The humbler ranks, the lowly brave, who bled
While cheerly following where the Mighty led—[2]
Who sleep beneath the undistinguished sod
Where happier comrades in their triumph trod,
To us bequeath—'tis all their fate allows—
The sireless offspring and the lonely spouse:
She on high Albyn's dusky hills may raise
The tearful eye in melancholy gaze,
Or view, while shadowy auguries disclose
The Highland Seer's anticipated woes,
The bleeding phantom of each martial form
Dim in the cloud, or darkling in the storm;[3]
While sad, she chaunts the solitary song,
The soft lament for him who tarries long—
For him, whose distant relics vainly crave
The Coronach's wild requiem to the brave!

'Tis Heaven—not man—must charm away the woe,
Which bursts when Nature's feelings newly flow;
Yet Tenderness and Time may rob the tear
Of half its bitterness for one so dear;
A Nation's gratitude perchance may spread
A thornless pillow for the widowed head;
May lighten well her heart's maternal care,
And wean from Penury the soldier's heir;
Or deem to living war-worn Valour just[4]
Each wounded remnant—Albion's cherished trust—
Warm his decline with those endearing rays,
Whose bounteous sunshine yet may gild his days—
So shall that Country—while he sinks to rest—
His hand hath fought for—by his heart be blest!

May, 1814.
[First published, Letters and Journals, 1830, i. 559.]
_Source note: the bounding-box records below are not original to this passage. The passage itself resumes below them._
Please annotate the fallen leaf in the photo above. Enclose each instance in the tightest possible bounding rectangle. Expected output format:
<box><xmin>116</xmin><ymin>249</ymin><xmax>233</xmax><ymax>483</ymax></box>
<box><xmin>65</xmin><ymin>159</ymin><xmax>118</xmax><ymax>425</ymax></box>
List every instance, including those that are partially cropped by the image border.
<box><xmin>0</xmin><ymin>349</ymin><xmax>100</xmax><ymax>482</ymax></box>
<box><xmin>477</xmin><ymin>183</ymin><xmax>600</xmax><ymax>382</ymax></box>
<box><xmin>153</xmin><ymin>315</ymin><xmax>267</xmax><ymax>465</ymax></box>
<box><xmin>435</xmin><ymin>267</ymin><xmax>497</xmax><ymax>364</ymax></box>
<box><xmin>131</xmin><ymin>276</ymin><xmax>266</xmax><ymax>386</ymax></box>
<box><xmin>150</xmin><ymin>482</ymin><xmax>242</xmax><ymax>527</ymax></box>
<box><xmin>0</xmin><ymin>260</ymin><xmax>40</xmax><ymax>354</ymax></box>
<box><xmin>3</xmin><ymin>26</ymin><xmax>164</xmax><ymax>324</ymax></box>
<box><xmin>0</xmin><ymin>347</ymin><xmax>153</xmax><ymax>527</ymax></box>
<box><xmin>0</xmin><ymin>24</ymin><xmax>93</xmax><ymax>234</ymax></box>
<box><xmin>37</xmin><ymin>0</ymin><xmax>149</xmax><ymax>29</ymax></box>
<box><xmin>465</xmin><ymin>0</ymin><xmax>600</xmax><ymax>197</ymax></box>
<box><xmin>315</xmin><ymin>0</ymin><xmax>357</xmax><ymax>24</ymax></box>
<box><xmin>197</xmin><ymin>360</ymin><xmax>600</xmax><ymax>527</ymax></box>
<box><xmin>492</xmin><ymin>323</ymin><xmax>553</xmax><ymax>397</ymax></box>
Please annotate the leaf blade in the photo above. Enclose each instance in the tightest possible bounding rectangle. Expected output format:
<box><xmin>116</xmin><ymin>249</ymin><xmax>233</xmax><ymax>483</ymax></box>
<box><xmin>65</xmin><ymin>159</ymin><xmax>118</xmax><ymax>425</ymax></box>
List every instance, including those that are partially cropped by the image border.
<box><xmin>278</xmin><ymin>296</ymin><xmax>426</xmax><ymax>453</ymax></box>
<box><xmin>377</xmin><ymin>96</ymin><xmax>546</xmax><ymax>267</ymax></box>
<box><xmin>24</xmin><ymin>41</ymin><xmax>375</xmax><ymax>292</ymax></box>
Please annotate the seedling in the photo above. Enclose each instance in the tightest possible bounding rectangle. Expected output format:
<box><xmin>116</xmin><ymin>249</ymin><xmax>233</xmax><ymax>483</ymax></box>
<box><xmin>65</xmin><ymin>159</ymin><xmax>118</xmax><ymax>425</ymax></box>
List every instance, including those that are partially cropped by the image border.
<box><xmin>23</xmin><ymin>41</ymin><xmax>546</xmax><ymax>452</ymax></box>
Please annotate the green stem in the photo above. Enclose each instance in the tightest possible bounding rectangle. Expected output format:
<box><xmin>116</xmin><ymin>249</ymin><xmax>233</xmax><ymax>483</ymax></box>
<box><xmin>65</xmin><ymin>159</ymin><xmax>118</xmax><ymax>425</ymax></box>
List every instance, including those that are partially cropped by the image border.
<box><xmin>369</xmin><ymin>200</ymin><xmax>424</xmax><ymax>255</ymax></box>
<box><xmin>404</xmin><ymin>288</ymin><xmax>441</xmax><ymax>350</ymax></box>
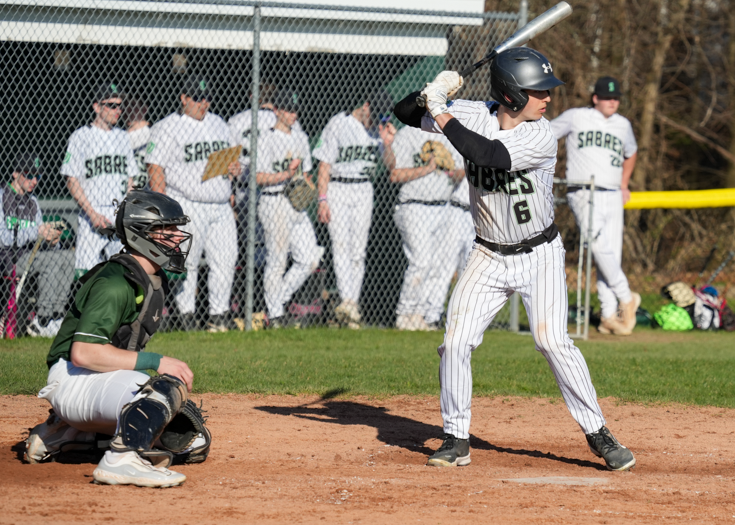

  1. [The "Caledonian Meeting," at which these lines were, or were intended to be, recited (see Life, p. 254), was a meeting of subscribers to the Highland Society, held annually in London, in support of the [Royal] Caledonian Asylum "for educating and supporting children of soldiers, sailors, and marines, natives of Scotland." "To soothe," says the compiler of the Report for 1814, p. 4, "by the assurance that their offspring will be reared in virtue and comfort, the minds of those brave men, through whose exposure to hardship and danger the independence of the Empire has been preserved, is no less an act of sound policy than of gratitude."]
  2. [As an instance of Scottish gallantry in the Peninsular War it is sufficient to cite the following list of "casualties" at the battle of Vittoria, June 21, 1813: "The battalion [the seventy-first Highland Light Infantry] suffered very severely, having had 1 field officer, 1 captain, 2 lieutenants, 6 sergeants, 1 bugler, and 78 rank and file killed; 1 field officer, 3 captains, 7 lieutenants, 13 sergeants, 2 buglers, and 255 rank and file were wounded."—Historical Record of the 71st Highland Light Infantry, by Lieut. Henry J. T. Hildyard, 1876, p. 91.]
  3. [Compare Temora, bk. vii., "The king took his deathful spear, and struck the deeply-sounding shield.... Ghosts fled on every side, and rolled their gathered forms on the wind.—Thrice from the winding vale arose the voices of death."—Works of Ossian, 1765, ii. 160.]